Their work brought them into contact with internationally regarded architectural practices, including Norman Foster’s Foster + Partners.
The online design magazine Dezeen featured the firm’s work for the 2010 expo, in Shanghai. Their work helped them to understand plans and think about the implications of design. “It wasn’t architecture, per se, but a huge amount of architecture went into it,” says Peter.
With their return to Connemara they needed office space to work from. “We wanted semi-adjacent workspaces, so Stephen suggested a dividing bookshelf,” so that the pair could sit back to back. “We can’t see each other, but we can hear each other – but use headphones when working,” Peter says.

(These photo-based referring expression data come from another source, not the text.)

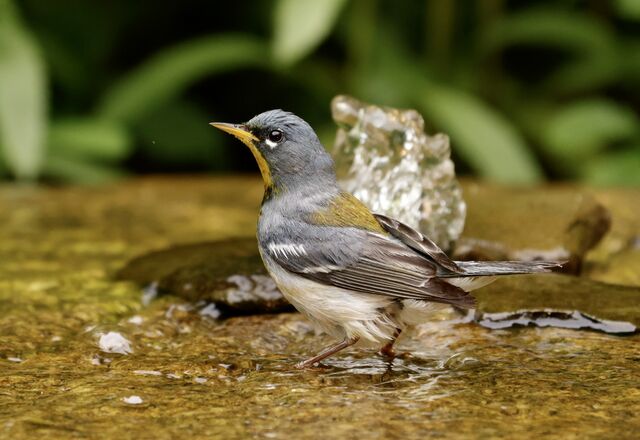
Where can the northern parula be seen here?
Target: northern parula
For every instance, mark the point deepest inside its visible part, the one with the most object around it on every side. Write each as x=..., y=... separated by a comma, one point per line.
x=358, y=276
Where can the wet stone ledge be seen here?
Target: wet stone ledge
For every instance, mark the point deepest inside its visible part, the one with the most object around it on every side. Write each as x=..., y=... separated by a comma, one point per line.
x=87, y=355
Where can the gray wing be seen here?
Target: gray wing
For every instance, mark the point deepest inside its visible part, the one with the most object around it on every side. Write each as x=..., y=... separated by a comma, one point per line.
x=366, y=262
x=420, y=244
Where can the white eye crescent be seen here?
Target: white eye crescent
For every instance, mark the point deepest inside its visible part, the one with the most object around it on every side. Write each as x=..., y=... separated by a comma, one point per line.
x=271, y=144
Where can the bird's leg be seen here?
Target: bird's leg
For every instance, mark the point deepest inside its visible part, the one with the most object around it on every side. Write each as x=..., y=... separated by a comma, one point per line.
x=387, y=351
x=328, y=352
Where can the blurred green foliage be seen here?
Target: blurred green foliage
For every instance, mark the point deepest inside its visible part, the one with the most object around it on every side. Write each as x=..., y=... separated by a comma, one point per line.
x=91, y=91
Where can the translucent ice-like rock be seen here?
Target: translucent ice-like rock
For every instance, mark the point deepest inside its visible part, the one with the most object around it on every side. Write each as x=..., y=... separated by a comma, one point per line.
x=385, y=159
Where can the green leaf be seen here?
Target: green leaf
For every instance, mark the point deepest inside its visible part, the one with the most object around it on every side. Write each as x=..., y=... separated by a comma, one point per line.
x=548, y=27
x=301, y=25
x=485, y=139
x=89, y=138
x=583, y=128
x=179, y=135
x=74, y=170
x=23, y=96
x=168, y=74
x=594, y=61
x=629, y=9
x=614, y=169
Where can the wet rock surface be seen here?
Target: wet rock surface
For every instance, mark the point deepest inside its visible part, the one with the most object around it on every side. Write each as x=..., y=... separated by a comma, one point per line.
x=560, y=301
x=227, y=273
x=552, y=223
x=83, y=357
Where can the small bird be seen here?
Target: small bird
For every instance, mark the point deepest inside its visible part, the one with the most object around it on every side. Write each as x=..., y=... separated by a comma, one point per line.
x=356, y=275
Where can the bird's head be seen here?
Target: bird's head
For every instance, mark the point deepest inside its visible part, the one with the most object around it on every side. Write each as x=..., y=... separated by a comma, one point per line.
x=286, y=148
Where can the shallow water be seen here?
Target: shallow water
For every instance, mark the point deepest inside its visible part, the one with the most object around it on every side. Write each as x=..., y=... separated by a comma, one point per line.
x=192, y=376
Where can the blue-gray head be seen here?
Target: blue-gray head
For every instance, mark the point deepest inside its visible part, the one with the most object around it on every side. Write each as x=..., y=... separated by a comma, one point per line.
x=286, y=148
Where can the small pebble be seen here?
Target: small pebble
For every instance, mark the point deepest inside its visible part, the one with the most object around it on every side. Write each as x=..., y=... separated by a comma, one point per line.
x=132, y=400
x=114, y=342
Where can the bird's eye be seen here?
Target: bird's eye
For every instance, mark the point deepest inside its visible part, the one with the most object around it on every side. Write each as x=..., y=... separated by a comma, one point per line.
x=275, y=136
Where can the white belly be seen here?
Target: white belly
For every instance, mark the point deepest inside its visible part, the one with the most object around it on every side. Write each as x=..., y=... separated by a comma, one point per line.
x=339, y=312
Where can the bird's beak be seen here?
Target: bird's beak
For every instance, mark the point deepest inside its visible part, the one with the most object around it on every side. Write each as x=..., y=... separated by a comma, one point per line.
x=237, y=130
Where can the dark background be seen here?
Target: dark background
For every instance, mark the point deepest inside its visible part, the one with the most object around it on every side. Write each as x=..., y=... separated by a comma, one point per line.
x=92, y=91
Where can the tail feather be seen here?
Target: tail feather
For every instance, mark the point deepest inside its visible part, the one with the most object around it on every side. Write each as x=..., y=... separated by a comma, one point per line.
x=492, y=268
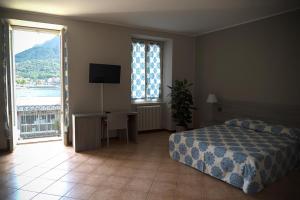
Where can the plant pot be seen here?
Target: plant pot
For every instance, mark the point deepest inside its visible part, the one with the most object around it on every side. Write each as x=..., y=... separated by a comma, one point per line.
x=180, y=128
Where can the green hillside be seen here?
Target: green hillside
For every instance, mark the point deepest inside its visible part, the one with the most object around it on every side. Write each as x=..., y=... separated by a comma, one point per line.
x=39, y=62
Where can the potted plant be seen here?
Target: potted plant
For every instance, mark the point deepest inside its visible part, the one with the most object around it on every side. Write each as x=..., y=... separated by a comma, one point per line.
x=181, y=104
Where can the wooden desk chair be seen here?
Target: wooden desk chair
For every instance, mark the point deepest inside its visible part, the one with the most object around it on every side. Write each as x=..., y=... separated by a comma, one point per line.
x=116, y=121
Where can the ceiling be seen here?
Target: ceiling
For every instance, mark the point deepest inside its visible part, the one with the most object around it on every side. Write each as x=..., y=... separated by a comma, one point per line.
x=191, y=17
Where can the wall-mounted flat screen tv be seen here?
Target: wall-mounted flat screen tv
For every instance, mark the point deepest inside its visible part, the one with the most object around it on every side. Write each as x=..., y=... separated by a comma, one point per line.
x=104, y=73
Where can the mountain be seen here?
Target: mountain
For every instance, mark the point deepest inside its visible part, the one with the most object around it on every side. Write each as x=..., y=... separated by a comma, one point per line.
x=48, y=50
x=39, y=62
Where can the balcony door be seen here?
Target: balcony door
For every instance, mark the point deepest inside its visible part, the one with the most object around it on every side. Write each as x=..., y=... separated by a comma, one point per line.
x=36, y=80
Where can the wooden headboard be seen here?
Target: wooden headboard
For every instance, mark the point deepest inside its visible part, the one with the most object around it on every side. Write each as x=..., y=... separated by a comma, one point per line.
x=275, y=114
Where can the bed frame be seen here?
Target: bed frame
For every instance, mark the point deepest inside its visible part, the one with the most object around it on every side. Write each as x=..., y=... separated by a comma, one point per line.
x=275, y=114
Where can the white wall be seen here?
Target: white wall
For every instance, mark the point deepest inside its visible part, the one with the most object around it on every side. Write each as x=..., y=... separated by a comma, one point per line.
x=103, y=43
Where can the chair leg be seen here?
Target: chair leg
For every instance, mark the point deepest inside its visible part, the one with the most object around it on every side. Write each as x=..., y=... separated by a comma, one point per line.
x=107, y=137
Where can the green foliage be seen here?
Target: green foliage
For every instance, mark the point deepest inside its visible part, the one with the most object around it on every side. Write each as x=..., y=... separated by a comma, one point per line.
x=39, y=62
x=181, y=102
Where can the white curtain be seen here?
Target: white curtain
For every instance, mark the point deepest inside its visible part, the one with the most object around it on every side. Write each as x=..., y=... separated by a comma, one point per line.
x=66, y=113
x=5, y=82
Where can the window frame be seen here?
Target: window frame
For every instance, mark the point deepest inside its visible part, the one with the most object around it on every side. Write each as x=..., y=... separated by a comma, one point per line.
x=146, y=42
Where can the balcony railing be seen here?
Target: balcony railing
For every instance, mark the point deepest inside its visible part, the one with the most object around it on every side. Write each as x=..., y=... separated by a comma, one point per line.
x=38, y=121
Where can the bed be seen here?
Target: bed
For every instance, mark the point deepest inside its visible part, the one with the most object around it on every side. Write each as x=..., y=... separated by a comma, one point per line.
x=247, y=154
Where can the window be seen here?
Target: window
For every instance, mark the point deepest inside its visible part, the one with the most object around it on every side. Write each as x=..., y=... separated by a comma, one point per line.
x=146, y=70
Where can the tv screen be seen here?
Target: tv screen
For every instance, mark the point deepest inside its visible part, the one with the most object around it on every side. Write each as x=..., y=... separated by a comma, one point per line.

The matte oak-panelled study, crafted by Ronan Joyce and Conor Folan, is to the side of the house, beside the master bedroom, and linked by a glass and zinc corridor. A beautiful set of library steps allows the couple to access the top shelves.

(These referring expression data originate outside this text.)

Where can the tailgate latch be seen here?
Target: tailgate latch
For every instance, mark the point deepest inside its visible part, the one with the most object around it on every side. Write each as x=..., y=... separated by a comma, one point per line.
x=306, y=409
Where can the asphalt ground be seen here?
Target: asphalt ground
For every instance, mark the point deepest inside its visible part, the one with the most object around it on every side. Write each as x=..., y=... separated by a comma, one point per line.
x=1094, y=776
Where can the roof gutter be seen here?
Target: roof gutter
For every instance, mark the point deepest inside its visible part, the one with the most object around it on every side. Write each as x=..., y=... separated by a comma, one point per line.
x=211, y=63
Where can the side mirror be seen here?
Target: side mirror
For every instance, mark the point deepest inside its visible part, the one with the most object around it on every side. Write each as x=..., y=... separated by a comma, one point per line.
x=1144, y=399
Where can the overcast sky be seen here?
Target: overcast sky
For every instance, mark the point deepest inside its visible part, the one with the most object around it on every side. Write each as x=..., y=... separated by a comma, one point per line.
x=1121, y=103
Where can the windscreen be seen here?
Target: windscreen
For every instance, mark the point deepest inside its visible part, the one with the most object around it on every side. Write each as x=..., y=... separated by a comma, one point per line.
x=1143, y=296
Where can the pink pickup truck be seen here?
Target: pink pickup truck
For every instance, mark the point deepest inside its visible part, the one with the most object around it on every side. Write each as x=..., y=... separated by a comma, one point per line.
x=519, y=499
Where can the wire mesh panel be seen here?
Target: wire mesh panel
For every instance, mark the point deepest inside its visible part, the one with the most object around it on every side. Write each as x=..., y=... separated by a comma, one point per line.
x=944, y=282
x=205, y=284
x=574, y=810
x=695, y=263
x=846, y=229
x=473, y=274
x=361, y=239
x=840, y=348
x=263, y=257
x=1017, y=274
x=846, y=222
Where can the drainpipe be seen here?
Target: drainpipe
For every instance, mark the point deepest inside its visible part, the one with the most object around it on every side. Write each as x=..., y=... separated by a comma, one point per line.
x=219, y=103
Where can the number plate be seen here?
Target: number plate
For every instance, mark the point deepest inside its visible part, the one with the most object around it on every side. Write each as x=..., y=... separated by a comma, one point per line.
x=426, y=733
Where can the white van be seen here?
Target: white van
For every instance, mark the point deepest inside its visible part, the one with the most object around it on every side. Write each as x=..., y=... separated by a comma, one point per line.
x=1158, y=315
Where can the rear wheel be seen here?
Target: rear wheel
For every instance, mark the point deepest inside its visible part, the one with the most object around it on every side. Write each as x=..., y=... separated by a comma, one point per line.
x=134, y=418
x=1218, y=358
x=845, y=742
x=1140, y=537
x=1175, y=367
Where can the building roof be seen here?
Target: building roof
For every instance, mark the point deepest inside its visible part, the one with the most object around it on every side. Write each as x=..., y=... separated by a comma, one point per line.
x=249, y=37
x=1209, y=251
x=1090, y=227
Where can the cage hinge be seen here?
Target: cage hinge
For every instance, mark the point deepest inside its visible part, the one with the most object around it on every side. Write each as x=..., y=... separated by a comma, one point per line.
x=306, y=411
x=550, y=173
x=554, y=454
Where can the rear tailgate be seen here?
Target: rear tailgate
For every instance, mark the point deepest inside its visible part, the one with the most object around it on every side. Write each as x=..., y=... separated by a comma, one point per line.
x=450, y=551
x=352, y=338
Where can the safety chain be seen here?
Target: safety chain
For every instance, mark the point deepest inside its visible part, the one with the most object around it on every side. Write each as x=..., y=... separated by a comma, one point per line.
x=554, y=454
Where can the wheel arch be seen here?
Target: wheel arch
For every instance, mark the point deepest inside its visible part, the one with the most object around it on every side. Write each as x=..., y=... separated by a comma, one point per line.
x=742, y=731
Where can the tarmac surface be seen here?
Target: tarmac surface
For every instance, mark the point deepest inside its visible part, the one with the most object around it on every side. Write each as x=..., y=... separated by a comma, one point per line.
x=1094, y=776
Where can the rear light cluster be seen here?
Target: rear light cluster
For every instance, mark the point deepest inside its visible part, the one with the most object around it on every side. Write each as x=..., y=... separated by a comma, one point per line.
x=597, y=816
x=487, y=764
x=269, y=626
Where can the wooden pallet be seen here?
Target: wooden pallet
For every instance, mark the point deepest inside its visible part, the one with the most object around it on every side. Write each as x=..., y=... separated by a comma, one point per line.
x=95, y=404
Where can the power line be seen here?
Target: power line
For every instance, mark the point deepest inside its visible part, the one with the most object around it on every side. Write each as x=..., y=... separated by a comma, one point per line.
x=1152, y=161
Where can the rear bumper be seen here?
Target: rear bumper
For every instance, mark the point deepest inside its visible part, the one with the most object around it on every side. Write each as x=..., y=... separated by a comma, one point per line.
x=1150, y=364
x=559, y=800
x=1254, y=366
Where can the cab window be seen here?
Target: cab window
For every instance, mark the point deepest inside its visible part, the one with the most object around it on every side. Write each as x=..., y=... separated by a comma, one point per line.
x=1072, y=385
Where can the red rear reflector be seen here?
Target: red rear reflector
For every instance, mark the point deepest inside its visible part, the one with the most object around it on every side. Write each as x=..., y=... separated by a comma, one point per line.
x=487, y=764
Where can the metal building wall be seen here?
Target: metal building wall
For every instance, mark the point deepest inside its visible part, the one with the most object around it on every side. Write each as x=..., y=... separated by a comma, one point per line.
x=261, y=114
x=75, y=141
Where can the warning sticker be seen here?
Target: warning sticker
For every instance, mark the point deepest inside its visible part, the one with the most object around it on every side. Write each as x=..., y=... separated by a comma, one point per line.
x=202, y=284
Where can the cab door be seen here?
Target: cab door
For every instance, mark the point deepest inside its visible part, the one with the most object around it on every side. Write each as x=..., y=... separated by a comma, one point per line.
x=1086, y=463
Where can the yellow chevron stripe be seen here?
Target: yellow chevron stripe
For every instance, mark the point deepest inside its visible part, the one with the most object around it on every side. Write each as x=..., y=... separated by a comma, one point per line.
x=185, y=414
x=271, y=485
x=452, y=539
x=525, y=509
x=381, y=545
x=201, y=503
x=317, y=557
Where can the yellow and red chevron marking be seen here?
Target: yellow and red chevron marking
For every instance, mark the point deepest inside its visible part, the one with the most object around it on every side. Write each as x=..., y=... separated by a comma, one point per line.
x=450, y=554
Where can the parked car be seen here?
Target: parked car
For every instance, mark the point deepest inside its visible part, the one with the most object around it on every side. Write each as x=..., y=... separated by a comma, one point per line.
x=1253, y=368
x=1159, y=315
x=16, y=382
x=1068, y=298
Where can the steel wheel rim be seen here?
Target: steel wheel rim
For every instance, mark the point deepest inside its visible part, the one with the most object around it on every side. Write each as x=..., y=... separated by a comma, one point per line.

Tierney suggested incorporating a terrace, accessed via an external set of steel stairs, above the study. It would, he says, allow the nature-loving couple to spend time in the landscape rather than looking over it.

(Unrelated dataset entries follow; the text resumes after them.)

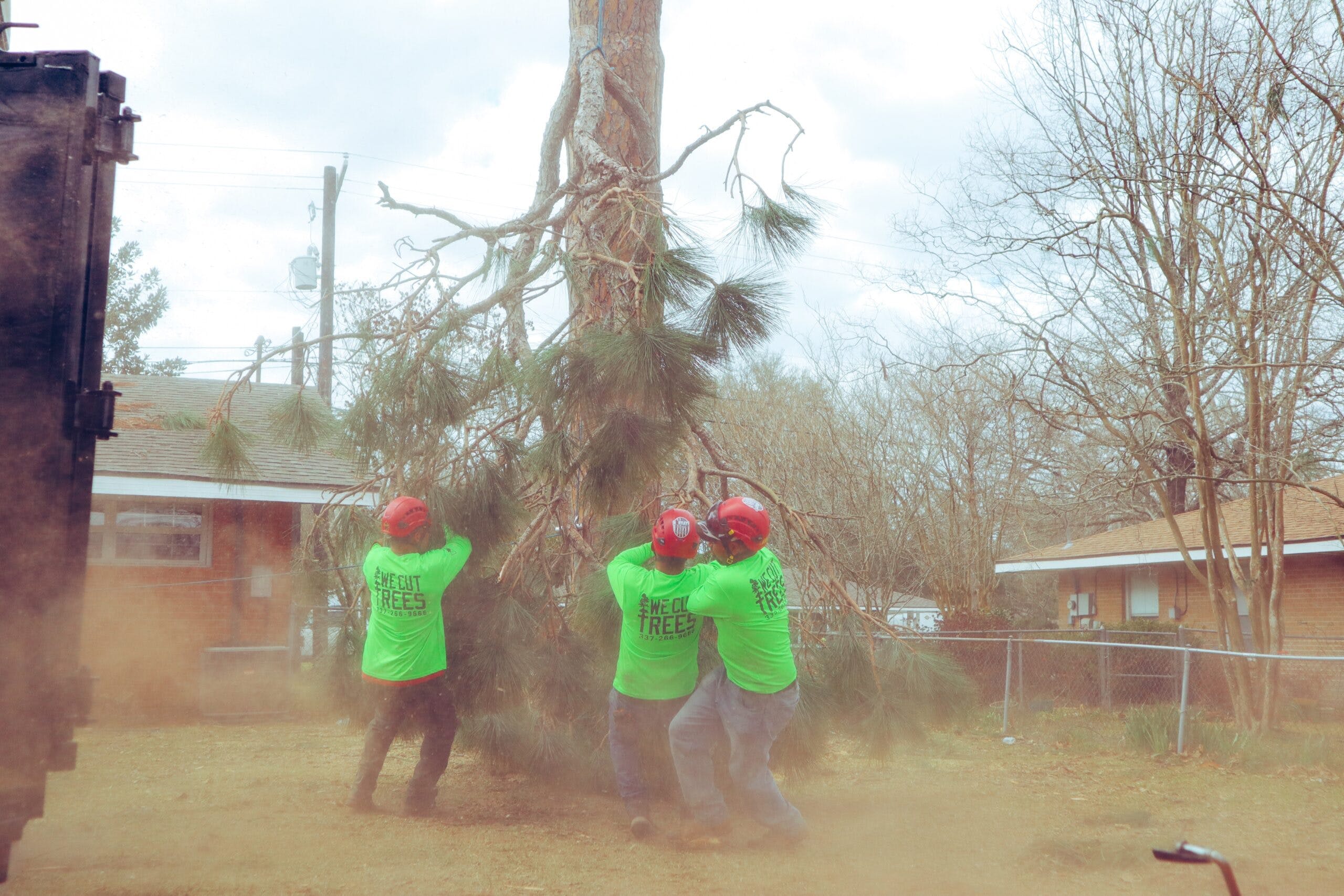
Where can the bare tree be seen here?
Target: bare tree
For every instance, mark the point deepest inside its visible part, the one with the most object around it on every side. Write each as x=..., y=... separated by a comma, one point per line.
x=1159, y=226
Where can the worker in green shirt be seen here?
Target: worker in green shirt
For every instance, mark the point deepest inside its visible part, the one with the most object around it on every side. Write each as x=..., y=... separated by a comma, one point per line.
x=756, y=692
x=405, y=656
x=656, y=668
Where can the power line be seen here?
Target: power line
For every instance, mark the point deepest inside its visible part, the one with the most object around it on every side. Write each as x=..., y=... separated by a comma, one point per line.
x=331, y=152
x=234, y=174
x=193, y=183
x=237, y=578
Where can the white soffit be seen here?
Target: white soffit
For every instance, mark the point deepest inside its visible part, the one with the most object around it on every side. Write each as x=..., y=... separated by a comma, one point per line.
x=1324, y=546
x=169, y=488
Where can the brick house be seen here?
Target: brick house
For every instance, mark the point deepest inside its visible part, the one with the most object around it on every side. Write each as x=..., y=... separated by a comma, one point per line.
x=181, y=561
x=1138, y=573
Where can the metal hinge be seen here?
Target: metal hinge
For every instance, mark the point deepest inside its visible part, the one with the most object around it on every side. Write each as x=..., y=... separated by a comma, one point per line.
x=94, y=410
x=114, y=138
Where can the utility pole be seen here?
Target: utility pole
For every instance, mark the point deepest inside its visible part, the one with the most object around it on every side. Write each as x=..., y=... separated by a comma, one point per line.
x=296, y=358
x=331, y=190
x=261, y=350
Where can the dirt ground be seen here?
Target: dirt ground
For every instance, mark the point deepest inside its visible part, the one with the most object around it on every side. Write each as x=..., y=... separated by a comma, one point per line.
x=214, y=809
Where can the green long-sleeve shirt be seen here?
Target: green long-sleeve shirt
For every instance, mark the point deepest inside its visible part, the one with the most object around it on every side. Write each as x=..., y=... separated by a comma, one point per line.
x=405, y=640
x=659, y=636
x=749, y=606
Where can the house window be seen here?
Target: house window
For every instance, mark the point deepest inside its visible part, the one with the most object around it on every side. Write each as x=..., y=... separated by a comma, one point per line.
x=1141, y=594
x=150, y=532
x=1244, y=613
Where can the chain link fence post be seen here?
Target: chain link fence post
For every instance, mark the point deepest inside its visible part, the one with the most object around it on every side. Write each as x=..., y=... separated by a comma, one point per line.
x=1184, y=700
x=1104, y=669
x=1022, y=680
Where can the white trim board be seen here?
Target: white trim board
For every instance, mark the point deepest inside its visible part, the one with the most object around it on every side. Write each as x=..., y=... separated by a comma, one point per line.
x=1324, y=546
x=156, y=487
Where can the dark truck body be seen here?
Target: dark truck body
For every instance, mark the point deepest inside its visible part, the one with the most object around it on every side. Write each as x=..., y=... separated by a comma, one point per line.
x=62, y=132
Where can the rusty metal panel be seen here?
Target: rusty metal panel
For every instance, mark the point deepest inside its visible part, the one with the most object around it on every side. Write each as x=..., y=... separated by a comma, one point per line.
x=62, y=132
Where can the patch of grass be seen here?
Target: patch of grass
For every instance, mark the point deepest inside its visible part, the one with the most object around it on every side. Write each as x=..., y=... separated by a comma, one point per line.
x=1151, y=730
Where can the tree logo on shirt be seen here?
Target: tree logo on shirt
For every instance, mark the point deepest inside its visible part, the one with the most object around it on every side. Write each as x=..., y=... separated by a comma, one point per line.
x=769, y=593
x=666, y=620
x=394, y=594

It adds an environmental dimension to the house, Peter says. “You can sit up there and it is like a lookout tower.”
But when the wind blows you have to hang on to more than your hat, for it has shredded the foliage on the surrounding hills, says Tierney, who designed the terrace to provide as much shelter as possible. “The roof is sloped inwards, so that it funnels the wind over the top of your head, just as the windshield in an open-top car would.”
The lavender was Paula’s suggestion, says Tierney. “She’s a keen gardener, although planting in that part of the country is a bit of an experiment to see what will thrive.” It can be heartbreaking, Paula says with a sigh. “Windburn and saltburn are the major issues.”
The view is at shoulder height, fringed by the foliage and shielded from the wind. The plants are set in pots, so they can be taken down over the winter; they came from Dangan House Garden Centre.
The cedar was treated with an ageing accelerant, so the timber turned an even silvery grey in about three months instead of 18. Cedar has fallen out of favour in Ireland because, untreated, it could turn black with fungus. Colin Snow, a Letterfrack-trained contractor, lined up the boards beautifully.
The floor of the terrace is a treated timber deck that can be lifted up, as you would aboard a boat, to clean beneath it. Peter, as a keen sailor, liked the maritime references.
The library cum study is perfect for the husband-and-wife team, who have published several books, including The Silk Weaver by Gabrielle Warnock and The Elysium Testament by Mary O’Donnell, from their Immel publishing house.
They also, for 20 years, ran Trident Press, a firm that produced high-quality books, including Wildlife Specials, for the BBC; its sister company, Trident Media, produced Face to Face, a book of photographs of the many authors who frequented Kenny’s Bookshop in Galway.
The Vines’ lavender has survived the wind and the salt of its first winter, although its outer edges have been burnt. But Paula is delighted to report that it has rejuvenated and is growing beautifully – if not quite to English-country-garden standards. “It attracts bees and has a wonderful fragrance,” she says. As well as buzzing bees, you can hear terns and curlews crying, Peter adds. “We’re looking straight out to sea. There’s a vast sky overhead. With the smell of the lavender, it is utterly in tune with nature.”